Jack Clayton

Personal information
- Full name: Jack Jamieson Clayton
- Born: 25 February 1999 (age 27) Brisbane, Queensland
- Batting: Left-handed
- Bowling: Slow left-arm orthodox
- Role: Batter

Domestic team information
- 2021/22: Brisbane Heat (squad no. 84)
- 2021/22–present: Queensland (squad no. 21)

Career statistics
| Competition | FC | LA | T20 |
| Matches | 40 | 20 | 2 |
| Runs scored | 2,283 | 560 | 21 |
| Batting average | 36.82 | 31.11 | 10.50 |
| 100s/50s | 6/12 | 0/7 | 0/0 |
| Top score | 134 | 80 | 15 |
| Balls bowled | 88 | 30 | – |
| Wickets | 1 | 0 | – |
| Bowling average | 52.00 | – | – |
| 5 wickets in innings | 0 | – | – |
| 10 wickets in match | 0 | – | – |
| Best bowling | 1/3 | – | – |
| Catches/stumpings | 14/– | 5/– | 0/– |
- Source: Cricinfo, 23 September 2026

= Jack Clayton (cricketer) =

Australian cricketer

Jack Jamieson Clayton (born 25 February 1999) is an Australian cricketer who plays for Queensland as a batter. Clayton is also a talented Australian Rules footballer, having previously played for the Brisbane Lions academy in second tier NEAFL.

==Career==
Clayton was offered a rookie contract by Queensland ahead of the 2020–21 season, which was renewed for 2021–22. In May 2022, Clayton was upgraded to a full contract by Queensland.
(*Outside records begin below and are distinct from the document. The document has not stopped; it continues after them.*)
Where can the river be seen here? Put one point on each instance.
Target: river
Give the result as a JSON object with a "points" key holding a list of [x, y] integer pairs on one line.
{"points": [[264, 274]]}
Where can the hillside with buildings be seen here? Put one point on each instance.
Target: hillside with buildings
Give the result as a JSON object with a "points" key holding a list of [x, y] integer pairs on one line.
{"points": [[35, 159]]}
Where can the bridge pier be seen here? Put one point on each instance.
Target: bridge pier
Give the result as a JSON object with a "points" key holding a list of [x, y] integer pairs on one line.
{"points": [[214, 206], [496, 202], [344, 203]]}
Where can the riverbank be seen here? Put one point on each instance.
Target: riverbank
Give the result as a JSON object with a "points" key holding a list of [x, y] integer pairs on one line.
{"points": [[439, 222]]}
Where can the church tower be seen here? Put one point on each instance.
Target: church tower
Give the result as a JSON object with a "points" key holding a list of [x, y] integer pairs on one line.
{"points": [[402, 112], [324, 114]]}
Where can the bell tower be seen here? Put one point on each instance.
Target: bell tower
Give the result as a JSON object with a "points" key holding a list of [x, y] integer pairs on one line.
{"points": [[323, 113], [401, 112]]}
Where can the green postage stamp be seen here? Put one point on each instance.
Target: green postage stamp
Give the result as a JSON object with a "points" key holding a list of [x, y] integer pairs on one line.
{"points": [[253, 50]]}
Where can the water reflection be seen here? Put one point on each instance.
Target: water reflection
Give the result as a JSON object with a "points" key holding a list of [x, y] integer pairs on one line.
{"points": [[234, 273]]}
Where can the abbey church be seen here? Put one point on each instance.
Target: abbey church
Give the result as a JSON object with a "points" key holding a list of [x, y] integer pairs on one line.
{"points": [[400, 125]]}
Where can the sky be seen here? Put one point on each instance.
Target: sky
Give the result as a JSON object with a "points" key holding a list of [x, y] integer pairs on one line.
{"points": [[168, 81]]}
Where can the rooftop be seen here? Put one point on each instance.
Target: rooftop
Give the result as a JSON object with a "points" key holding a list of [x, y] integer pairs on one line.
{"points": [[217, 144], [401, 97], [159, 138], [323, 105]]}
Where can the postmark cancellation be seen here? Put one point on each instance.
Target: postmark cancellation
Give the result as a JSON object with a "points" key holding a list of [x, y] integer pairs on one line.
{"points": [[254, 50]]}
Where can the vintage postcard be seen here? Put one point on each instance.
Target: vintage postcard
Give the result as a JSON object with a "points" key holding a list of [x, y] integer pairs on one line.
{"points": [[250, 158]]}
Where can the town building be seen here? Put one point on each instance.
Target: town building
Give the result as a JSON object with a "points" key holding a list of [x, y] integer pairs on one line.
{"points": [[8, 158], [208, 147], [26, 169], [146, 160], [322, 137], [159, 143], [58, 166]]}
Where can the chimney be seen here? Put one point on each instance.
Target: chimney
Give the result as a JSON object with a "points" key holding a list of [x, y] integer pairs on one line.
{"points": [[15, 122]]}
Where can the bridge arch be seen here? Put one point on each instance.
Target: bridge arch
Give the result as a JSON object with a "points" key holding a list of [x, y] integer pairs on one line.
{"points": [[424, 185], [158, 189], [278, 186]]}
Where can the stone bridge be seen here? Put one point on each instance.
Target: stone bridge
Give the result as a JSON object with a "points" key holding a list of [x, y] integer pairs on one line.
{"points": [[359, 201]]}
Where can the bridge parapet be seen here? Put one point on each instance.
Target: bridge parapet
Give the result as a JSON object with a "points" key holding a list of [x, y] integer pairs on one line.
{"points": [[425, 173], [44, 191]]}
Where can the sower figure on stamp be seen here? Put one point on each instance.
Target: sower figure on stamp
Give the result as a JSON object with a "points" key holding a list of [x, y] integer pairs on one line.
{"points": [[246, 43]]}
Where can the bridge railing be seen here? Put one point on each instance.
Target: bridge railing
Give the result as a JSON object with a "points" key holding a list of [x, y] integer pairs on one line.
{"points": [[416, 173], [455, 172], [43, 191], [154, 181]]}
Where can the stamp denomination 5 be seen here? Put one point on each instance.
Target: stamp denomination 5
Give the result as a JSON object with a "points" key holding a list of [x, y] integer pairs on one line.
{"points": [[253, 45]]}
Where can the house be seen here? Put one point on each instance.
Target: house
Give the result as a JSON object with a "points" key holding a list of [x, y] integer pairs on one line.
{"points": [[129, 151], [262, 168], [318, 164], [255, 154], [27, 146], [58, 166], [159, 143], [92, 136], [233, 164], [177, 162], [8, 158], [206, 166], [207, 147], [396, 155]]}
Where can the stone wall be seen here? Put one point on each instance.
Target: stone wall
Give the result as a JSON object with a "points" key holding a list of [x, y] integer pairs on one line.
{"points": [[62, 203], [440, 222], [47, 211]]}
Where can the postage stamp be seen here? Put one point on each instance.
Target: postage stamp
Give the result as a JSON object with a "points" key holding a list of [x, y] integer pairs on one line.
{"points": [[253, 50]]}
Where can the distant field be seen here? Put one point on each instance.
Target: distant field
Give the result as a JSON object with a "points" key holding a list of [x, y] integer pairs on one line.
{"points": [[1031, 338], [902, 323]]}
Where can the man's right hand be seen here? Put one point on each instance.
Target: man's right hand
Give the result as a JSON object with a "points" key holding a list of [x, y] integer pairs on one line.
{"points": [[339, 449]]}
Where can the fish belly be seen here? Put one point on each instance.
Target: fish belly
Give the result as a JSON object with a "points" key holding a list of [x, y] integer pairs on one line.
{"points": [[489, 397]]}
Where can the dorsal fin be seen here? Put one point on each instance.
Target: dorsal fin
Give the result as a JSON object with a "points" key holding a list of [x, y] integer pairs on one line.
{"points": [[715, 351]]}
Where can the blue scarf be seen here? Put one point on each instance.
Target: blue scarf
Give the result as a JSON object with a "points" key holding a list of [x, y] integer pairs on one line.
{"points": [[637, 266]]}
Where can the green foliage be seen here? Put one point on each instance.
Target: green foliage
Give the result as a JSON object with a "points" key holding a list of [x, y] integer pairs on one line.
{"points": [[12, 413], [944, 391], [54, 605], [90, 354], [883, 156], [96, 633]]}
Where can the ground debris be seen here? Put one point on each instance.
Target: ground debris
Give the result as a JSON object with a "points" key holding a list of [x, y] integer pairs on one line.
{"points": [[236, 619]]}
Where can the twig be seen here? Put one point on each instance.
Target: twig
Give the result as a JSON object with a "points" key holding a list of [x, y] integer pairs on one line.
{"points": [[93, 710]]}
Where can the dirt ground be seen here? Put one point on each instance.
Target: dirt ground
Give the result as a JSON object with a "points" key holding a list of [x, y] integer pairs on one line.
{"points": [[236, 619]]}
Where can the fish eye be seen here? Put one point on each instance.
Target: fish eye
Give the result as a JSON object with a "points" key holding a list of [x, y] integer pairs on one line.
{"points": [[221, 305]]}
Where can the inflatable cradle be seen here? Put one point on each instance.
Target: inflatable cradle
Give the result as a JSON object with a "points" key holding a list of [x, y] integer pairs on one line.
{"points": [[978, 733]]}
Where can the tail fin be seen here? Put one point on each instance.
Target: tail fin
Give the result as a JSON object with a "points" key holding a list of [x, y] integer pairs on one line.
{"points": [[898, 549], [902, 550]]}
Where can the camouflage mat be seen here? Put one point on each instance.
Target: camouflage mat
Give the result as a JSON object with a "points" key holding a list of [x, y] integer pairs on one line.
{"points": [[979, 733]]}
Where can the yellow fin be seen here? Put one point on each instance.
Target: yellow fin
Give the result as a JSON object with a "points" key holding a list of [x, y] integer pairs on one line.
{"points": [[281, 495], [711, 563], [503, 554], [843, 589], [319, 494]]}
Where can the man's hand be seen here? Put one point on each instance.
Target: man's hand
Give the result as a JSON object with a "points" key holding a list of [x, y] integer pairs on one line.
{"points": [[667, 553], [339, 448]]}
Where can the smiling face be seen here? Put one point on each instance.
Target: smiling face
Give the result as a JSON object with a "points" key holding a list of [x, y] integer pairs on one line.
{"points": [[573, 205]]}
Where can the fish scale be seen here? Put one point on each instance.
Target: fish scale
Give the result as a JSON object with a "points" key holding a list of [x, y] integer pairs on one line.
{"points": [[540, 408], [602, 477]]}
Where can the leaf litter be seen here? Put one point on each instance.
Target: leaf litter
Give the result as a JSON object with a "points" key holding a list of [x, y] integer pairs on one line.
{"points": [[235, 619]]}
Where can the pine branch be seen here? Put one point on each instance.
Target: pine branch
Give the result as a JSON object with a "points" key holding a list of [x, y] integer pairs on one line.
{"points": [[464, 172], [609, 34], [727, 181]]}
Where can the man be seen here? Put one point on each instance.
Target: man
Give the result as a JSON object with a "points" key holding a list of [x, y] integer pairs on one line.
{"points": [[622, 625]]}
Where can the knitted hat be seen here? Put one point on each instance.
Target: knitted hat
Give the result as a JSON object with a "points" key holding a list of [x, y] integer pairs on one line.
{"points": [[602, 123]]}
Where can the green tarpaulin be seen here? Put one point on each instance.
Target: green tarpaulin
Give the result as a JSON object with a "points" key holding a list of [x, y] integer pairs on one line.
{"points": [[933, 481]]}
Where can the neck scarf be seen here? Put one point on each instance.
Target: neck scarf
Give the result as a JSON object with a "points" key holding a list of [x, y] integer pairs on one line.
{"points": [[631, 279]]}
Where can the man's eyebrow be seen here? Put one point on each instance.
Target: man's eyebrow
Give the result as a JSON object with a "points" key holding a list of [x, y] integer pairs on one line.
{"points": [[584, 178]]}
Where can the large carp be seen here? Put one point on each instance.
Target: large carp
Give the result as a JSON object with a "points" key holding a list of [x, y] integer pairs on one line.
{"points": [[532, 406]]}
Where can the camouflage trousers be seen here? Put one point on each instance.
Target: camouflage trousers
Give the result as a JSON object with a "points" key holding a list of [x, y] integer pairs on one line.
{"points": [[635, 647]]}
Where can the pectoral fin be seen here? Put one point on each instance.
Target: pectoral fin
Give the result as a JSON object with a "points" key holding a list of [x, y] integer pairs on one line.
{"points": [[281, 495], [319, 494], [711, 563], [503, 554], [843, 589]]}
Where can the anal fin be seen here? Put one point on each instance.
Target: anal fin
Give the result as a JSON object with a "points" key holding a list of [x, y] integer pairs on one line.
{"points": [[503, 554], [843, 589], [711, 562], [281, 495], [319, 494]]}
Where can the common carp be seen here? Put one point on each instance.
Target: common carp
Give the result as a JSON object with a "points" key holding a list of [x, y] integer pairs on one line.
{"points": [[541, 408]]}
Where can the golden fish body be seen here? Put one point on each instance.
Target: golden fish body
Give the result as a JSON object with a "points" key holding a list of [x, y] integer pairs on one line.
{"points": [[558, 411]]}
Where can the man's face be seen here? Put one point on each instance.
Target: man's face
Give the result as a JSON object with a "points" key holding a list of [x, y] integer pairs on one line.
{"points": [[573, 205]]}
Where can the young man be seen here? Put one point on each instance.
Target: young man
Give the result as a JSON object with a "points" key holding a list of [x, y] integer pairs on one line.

During December 2021 and January 2022, the 2021–22 Big Bash League cricket tournament was impacted with multiple cases of COVID-19 being reported across several of the competing teams. One of the teams to be severely affected by the outbreak was the Brisbane Heat. As a result, only three players in the Heat's original squad were available for their match against the Melbourne Renegades at the GMHBA Stadium in Geelong on 6 January 2022. With twelve players ruled out of the match due to COVID, the Brisbane Heat assembled a new squad for the match, with as many as ten players in line to make their debut, including Clayton. Therefore, Clayton, along with David Grant, Ronan McDonald, Steve McGiffin, Will Prestwidge and Lachlan Pfeffer all made their Twenty20 debuts in the match for the Heat. In the match, Clayton opened the batting, scoring fifteen runs, including three boundaries.

He made his first-class debut on 18 February 2022, for Queensland in the 2021–22 Sheffield Shield season.